Dear Esther developer clarifies debate on burgeoning genre

In the past few years, a game genre has emerged that's found millions of fans. So-called "walking sims" like Dear Esther, Gone Home, Firewatch and Virginia have extended the definition of games, from physical and mental challenges, to narrative experiences that tease nuanced emotional responses from players.

These games have also attracted plenty of criticism from people who refuse to recognize them as games, due to their general lack of puzzle or physical manipulation elements.

Critics scorn such games as "walking simulations," a name that has since been ironically embraced by fans of the genre, and is now becoming a fairly neutral genre rubric. However, it is not universally accepted.
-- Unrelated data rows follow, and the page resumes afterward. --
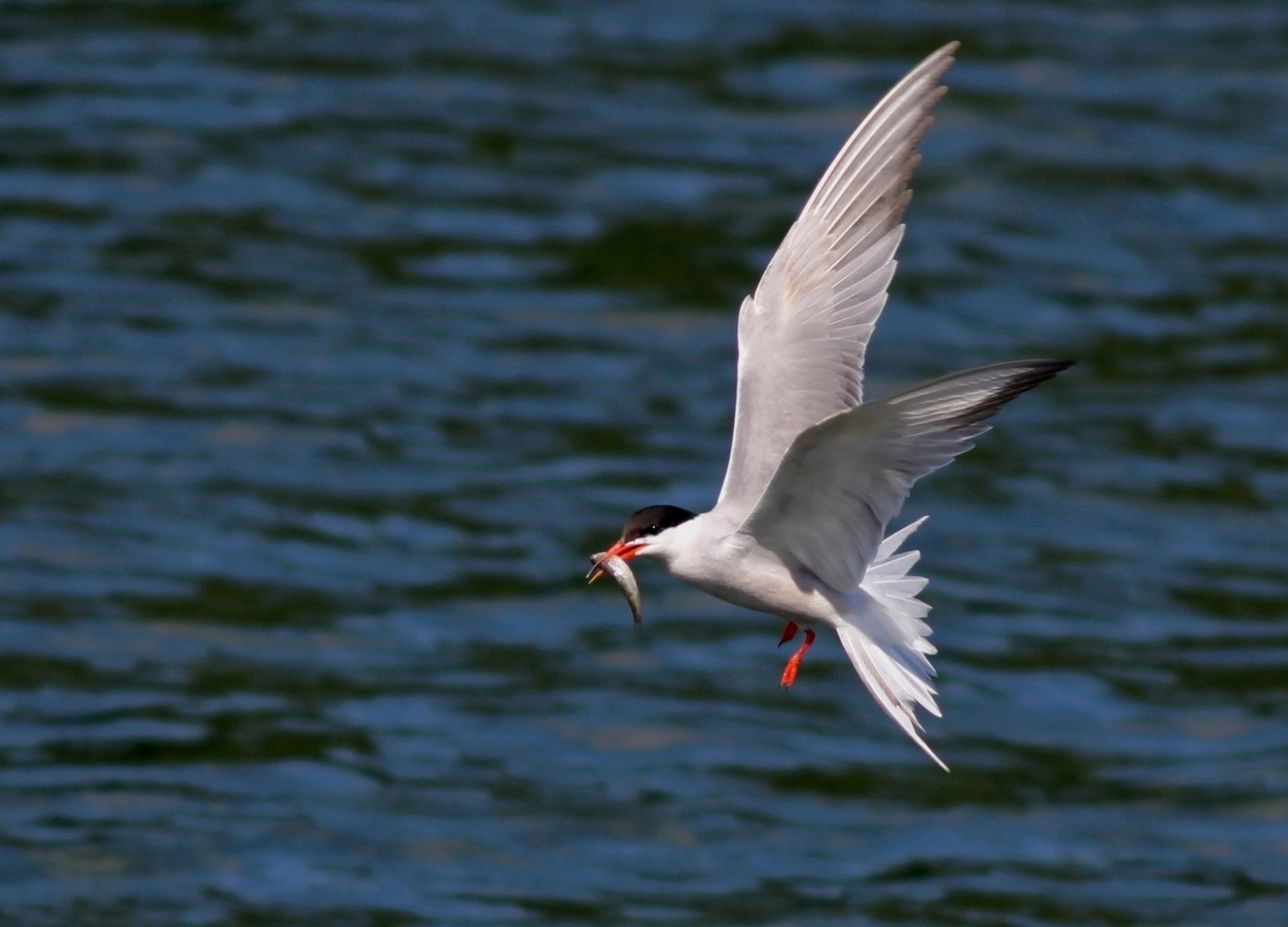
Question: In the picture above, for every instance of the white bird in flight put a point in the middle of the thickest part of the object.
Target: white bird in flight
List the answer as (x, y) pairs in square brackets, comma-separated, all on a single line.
[(814, 473)]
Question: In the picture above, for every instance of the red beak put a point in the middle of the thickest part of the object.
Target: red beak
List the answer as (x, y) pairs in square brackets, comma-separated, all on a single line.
[(621, 548)]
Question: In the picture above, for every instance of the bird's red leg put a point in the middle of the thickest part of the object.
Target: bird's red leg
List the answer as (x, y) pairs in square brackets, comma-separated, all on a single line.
[(795, 662)]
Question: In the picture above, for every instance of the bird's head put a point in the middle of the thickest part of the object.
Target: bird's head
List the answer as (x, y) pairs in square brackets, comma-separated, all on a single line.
[(641, 530)]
Other descriptors include "narrative games" or "empathy games."

The release last week of Virginiaa brilliant tale of belonging, identity and ethics — has reignited the debate.

This week, Dan Pinchbeck, one of the creators of Dear Esther, offered up some illuminating thoughts on the subject. Speaking to PCGamesN he said, "The idea that games have to be defended from innovation is new, as well as being something which I just don’t agree with. It’s not a conversation I ever remember having up until a few years ago."
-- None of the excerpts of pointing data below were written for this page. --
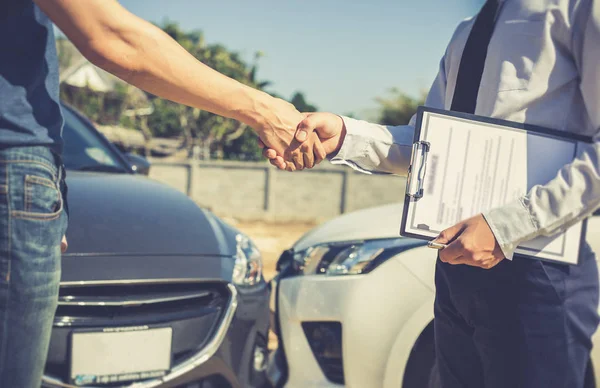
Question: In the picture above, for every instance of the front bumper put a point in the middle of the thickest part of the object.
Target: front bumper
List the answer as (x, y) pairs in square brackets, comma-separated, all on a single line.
[(227, 359), (371, 310)]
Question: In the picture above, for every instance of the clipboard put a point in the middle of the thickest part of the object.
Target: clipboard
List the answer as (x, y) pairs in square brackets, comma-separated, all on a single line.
[(463, 164)]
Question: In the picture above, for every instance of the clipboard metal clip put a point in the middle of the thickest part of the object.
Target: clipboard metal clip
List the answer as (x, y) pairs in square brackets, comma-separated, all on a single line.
[(417, 169)]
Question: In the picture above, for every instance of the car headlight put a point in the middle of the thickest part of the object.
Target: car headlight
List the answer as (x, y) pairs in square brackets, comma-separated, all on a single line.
[(247, 270), (349, 258)]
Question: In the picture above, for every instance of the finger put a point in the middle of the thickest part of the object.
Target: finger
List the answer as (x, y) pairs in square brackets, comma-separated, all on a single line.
[(319, 152), (461, 260), (290, 167), (64, 245), (449, 234), (278, 162), (307, 152), (453, 251), (306, 127), (269, 153), (298, 160)]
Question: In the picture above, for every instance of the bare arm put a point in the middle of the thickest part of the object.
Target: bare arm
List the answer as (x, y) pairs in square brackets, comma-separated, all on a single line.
[(143, 55)]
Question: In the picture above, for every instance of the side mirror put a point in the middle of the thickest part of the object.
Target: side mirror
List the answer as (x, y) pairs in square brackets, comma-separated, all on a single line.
[(139, 164)]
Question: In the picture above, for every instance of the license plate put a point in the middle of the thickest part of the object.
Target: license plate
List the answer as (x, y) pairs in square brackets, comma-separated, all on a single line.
[(120, 354)]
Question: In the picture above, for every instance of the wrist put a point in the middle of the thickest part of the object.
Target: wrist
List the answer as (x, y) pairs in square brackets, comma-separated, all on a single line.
[(254, 110), (339, 139)]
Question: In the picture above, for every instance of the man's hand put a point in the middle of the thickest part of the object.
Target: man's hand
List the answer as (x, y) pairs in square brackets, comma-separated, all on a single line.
[(470, 242), (143, 55), (331, 131), (64, 244), (277, 128)]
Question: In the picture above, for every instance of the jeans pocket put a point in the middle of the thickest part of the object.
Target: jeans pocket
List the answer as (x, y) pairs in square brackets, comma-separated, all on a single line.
[(42, 199)]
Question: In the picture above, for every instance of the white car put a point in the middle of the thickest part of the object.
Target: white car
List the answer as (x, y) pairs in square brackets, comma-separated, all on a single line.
[(353, 306)]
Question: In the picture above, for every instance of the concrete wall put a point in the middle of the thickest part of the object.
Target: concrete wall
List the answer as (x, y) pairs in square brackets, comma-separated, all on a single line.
[(258, 191)]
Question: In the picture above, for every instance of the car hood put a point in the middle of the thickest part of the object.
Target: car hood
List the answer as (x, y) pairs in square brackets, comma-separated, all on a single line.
[(130, 214), (372, 223)]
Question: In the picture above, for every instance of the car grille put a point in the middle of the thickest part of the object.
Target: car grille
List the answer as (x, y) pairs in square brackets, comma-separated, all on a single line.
[(193, 309)]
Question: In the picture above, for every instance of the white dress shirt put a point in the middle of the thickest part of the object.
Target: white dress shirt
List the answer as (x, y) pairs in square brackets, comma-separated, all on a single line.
[(542, 68)]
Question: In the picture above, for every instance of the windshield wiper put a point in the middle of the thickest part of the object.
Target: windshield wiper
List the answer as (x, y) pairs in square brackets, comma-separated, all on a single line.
[(102, 168)]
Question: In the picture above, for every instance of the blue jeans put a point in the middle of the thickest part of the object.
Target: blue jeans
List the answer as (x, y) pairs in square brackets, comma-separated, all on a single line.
[(32, 223), (523, 324)]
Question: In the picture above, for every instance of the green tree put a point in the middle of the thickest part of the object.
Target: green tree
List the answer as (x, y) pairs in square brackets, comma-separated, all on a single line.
[(200, 128), (398, 107)]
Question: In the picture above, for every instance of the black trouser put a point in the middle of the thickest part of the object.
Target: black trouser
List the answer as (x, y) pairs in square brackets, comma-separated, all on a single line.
[(523, 324)]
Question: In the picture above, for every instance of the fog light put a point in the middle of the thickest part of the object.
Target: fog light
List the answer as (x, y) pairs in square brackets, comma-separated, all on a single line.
[(325, 340), (260, 359)]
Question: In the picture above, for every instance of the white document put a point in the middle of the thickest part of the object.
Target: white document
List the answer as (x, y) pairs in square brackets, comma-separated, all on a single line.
[(473, 166)]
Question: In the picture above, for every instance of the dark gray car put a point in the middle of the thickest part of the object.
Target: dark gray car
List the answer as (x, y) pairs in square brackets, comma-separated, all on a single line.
[(155, 291)]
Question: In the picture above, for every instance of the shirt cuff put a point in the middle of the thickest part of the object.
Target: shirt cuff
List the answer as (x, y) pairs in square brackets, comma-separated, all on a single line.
[(511, 224), (354, 146)]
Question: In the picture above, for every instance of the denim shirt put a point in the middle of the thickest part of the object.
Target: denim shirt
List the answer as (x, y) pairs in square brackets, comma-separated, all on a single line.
[(29, 79), (542, 68)]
His game, launched back in 2012 on Windows PC and last week on PlayStation 4 and Xbox One, was a key milestone in the history of games in which the player is expected to follow a fairly straight story path. The game, set on a remote island, is challenging at an emotional and intellectual level, but eschews physical barriers or mental gymnastics.

Likewise, Virginia only ever tasks the player with proceeding through the story and observing narrative elements along the way. This has once again prompted comments threads with the "But is it really a game?" school of thought.

Speaking of Dear Esther and the genre in general, Pinchbeck added, "It doesn’t matter if you understand it or it doesn’t matter if you ‘get’ it. It’s not a problem to be solved, it’s just a thing to be in for a while."


Critics insist that a game is only a game if it presents some kind of challenge, or a definitive fail-state. Pinchbeck takes issue with this view, while acknowledging the difficulty of hard and fast definitions.

"Maybe it’s because I started playing games in the late ‘70s and early ‘80s. The stuff coming out was just completely crazy, people just trying stuff left, right and centre. It felt like games were always about questioning what they could be."

"I think it’s one of those things that once you start unpicking it, it starts coming apart at the seams. If it’s all about a game has to have mechanics well then you start to go, well, Space Invaders, is that less of a game than Far Cry because it’s got fewer mechanics? Or, if a game is about having a fail state then does that mean that a game that doesn’t punish you for dying, like a Far Cry game where it happens really trivially, does that make it less of a game than Bloodborne where the stakes for death are higher? Whichever way you come at it, you start unpicking those strands and it doesn’t really make sense apart from the ‘feeling’ of what a game ought to do."

No doubt, the debate will go on as more games like Virginia find wide audiences and dedicated fans.